The organism is saprophytically found in soil and water. People usually get infected by contact with contaminated soil or water through skin wounds, inhalation or rarely through ingestion of contaminated water.
Person to person transmission can occur through contact with blood and body fluids of an infected person.
Depending on how heavy the infection incubation can range from hours to weeks. Infection may show no symptoms but it can quickly progress to disseminated disease involving skin and a variety of organs.
Pneumonia from B. pseudomallei can be seen either in acute or chronic disease. Chronic pulmonary meloidosis may present itself years after exposure and can mimic tuberculosis.
Fatality rates of melioidosis can reach up to 75 percent even with appropriate antibiotic treatment. Fatalities are particularly greater in those with underlying conditions like diabetes mellitus or renal disease.

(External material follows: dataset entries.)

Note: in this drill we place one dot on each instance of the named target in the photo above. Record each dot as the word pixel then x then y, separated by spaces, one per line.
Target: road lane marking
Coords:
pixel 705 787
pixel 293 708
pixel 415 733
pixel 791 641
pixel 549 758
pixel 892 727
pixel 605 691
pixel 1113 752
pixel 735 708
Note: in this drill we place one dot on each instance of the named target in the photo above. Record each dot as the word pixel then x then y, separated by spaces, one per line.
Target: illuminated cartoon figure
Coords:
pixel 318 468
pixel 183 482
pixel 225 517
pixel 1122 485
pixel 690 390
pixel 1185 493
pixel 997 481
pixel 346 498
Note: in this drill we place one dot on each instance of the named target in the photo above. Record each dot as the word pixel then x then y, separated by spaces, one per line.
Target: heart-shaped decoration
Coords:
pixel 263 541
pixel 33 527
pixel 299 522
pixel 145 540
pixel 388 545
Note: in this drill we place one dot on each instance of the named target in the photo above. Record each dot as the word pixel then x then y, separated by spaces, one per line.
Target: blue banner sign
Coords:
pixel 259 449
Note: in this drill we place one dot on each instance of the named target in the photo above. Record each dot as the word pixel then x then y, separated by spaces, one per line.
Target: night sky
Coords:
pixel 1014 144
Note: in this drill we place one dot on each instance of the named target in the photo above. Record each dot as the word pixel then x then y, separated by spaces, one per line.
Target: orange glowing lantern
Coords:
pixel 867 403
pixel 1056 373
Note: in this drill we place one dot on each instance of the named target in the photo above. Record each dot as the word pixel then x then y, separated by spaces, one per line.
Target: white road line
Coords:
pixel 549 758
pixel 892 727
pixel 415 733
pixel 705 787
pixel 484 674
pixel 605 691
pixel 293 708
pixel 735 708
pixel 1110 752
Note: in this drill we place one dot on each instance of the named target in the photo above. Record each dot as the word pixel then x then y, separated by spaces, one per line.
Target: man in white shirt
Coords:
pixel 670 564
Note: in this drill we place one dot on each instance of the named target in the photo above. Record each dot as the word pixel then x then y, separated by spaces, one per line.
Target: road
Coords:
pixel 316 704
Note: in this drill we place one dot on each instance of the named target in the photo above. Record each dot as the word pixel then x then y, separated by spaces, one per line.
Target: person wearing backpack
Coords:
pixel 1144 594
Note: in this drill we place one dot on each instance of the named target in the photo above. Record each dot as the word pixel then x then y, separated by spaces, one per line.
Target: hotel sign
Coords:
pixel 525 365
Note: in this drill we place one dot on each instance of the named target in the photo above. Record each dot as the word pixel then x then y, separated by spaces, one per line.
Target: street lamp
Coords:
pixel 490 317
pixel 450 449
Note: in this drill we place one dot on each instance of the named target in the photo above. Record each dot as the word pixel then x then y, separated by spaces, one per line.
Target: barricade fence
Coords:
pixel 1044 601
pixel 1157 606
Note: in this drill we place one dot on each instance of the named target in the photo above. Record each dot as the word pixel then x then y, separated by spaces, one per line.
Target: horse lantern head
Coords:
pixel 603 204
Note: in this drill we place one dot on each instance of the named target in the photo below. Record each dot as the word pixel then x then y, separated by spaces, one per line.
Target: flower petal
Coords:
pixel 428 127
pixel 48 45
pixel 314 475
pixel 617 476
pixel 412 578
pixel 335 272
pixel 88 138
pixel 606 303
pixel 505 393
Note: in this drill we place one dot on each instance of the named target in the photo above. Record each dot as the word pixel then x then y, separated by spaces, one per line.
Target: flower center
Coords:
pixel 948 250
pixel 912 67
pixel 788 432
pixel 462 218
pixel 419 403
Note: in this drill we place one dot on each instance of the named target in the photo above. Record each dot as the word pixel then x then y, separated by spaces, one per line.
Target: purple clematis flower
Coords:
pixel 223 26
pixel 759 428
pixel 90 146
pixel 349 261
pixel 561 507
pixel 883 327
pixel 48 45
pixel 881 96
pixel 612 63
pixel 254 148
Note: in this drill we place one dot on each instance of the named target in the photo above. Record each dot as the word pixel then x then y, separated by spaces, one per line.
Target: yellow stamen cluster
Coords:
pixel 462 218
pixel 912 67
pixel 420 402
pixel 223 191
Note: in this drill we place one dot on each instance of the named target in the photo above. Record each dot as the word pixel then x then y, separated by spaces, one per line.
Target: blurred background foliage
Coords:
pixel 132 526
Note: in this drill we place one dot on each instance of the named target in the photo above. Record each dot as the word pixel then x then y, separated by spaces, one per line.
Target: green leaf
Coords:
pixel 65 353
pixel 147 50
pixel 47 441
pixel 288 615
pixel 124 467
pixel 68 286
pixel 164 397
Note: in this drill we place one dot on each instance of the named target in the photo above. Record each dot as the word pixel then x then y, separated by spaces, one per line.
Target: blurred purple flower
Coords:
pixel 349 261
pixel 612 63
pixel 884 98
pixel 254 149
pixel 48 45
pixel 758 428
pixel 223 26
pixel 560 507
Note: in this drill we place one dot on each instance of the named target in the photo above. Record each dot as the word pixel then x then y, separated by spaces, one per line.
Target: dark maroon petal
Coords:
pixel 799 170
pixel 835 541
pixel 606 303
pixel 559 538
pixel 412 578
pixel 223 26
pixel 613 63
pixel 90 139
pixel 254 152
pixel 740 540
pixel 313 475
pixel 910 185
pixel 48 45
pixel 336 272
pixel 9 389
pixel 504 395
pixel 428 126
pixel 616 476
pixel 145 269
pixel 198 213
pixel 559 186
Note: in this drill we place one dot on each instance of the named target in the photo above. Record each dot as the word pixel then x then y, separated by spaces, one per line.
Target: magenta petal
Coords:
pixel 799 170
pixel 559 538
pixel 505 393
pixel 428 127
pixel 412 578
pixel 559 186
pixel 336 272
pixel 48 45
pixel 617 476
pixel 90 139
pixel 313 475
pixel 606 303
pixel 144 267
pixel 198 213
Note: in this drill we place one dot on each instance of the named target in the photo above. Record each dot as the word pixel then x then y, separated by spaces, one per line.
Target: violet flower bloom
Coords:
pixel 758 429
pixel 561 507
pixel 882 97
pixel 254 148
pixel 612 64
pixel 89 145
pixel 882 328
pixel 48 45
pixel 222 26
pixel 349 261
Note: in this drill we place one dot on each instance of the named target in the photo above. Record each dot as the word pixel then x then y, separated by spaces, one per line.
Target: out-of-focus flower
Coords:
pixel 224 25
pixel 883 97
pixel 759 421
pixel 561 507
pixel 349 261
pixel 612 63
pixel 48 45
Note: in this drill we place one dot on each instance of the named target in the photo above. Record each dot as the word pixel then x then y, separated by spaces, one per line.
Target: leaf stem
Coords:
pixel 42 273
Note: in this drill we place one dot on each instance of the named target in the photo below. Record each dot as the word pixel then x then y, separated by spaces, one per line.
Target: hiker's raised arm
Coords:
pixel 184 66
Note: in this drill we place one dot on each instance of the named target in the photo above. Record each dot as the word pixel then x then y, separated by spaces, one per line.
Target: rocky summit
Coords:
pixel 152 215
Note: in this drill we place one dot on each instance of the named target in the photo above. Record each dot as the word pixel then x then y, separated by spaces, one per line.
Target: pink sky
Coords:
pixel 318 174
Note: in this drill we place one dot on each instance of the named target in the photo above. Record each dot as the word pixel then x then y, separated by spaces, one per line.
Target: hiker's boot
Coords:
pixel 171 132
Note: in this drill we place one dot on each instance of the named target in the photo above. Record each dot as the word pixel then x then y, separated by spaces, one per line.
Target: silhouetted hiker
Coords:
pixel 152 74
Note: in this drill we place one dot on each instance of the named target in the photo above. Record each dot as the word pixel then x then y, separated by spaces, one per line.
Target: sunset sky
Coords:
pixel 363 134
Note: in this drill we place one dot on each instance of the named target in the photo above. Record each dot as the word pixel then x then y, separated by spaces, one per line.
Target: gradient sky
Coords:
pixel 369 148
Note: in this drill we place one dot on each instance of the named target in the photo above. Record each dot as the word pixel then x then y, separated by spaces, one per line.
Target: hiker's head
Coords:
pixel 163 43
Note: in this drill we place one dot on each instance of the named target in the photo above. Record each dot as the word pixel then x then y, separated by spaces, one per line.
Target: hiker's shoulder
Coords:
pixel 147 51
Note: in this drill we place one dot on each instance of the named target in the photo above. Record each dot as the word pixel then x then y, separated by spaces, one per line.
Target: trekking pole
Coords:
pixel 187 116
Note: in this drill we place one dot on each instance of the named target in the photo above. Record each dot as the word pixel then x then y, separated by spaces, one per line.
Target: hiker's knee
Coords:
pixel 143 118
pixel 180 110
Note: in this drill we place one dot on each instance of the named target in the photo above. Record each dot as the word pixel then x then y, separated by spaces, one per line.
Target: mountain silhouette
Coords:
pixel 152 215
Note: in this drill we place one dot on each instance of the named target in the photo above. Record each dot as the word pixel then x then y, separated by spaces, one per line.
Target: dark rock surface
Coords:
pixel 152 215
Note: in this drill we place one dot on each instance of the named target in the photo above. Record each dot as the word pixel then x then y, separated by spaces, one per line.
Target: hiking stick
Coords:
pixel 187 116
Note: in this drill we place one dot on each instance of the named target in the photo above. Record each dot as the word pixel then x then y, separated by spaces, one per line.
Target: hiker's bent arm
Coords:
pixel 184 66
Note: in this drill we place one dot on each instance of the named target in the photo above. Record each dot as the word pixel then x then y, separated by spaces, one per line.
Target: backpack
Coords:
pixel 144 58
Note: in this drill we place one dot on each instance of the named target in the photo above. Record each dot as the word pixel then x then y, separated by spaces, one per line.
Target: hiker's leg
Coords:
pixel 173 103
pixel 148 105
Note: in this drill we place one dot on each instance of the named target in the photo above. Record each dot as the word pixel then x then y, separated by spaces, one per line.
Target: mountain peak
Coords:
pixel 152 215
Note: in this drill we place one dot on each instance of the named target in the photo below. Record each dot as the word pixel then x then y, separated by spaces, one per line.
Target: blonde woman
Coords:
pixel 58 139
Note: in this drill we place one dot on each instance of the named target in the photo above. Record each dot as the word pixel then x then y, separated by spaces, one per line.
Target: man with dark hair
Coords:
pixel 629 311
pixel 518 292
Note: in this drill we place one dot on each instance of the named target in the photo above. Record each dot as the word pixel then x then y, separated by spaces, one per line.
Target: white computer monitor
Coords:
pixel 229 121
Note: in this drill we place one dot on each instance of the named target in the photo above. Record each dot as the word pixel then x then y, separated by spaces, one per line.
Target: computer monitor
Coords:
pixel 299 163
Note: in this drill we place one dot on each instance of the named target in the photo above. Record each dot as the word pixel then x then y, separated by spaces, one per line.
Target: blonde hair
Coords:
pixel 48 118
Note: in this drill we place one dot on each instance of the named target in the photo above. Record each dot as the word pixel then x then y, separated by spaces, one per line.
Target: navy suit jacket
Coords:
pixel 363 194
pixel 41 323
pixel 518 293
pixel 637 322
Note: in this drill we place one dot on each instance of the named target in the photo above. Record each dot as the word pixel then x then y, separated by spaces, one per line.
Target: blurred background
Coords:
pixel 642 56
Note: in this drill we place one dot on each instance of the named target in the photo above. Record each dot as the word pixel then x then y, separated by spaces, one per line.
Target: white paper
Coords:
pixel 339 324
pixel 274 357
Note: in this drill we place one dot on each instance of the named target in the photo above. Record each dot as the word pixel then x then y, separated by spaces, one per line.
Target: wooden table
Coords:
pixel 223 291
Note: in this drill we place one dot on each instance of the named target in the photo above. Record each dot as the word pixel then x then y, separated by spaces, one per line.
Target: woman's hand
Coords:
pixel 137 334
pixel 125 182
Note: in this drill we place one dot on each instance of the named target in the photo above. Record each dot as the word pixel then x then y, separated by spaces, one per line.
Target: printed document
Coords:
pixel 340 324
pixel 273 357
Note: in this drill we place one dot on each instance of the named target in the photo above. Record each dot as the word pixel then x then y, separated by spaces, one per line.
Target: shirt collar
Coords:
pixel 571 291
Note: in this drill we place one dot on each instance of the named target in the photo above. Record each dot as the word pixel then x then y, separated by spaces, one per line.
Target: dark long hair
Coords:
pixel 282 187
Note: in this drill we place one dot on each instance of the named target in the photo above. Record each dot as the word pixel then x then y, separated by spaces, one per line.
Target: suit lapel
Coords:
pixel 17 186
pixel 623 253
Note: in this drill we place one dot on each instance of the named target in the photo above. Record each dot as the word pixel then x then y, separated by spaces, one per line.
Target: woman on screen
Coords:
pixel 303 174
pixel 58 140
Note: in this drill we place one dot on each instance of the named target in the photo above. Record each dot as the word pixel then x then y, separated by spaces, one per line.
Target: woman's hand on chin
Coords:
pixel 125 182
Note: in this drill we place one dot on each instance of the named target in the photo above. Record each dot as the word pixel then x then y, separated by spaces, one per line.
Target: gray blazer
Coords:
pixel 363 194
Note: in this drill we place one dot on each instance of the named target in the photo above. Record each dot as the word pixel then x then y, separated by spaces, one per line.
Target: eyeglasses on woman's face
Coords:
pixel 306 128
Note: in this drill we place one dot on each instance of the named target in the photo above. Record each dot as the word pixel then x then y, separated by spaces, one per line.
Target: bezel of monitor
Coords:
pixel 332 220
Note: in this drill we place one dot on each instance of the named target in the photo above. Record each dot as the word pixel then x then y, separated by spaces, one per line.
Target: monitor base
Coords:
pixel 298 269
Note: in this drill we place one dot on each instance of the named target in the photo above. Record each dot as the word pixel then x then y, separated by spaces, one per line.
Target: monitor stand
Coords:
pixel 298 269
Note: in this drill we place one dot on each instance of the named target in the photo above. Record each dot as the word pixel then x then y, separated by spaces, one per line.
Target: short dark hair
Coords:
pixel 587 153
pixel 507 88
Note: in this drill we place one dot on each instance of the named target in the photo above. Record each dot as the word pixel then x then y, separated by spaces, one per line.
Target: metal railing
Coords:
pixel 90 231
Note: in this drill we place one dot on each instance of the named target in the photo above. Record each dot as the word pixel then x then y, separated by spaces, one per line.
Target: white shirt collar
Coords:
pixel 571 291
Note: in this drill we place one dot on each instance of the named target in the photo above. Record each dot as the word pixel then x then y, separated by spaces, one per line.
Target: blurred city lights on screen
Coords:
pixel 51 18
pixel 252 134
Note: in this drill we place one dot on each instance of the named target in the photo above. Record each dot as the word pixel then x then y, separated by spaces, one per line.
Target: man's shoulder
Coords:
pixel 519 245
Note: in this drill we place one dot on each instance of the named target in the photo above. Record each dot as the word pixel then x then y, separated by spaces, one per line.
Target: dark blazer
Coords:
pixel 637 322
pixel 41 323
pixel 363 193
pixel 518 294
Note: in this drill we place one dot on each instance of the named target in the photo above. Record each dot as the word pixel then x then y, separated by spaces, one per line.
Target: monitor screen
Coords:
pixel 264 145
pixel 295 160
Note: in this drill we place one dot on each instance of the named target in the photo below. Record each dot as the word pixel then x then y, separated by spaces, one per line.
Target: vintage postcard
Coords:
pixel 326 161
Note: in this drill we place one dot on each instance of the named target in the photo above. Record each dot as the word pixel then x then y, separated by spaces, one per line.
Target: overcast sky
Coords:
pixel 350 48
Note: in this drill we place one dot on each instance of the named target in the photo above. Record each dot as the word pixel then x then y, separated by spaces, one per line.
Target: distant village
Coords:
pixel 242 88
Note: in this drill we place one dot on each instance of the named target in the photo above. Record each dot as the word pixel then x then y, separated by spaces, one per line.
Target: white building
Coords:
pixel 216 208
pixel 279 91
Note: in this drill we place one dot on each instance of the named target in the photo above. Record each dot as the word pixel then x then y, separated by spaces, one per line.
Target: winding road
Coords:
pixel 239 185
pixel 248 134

People at higher risk of contracting this disease are those with jobs or hobbies that increase their exposure to contaminated soil and water like military, construction, farmers, eco-tourists and other adventure travelers.
Prevention is based on avoiding exposure of cuts and other trauma with soil and water in endemic areas. This is especially important if the person has an underlying disease. The use of boots and gloves are recommended for people whose work involves contact with soil and water, like farmers.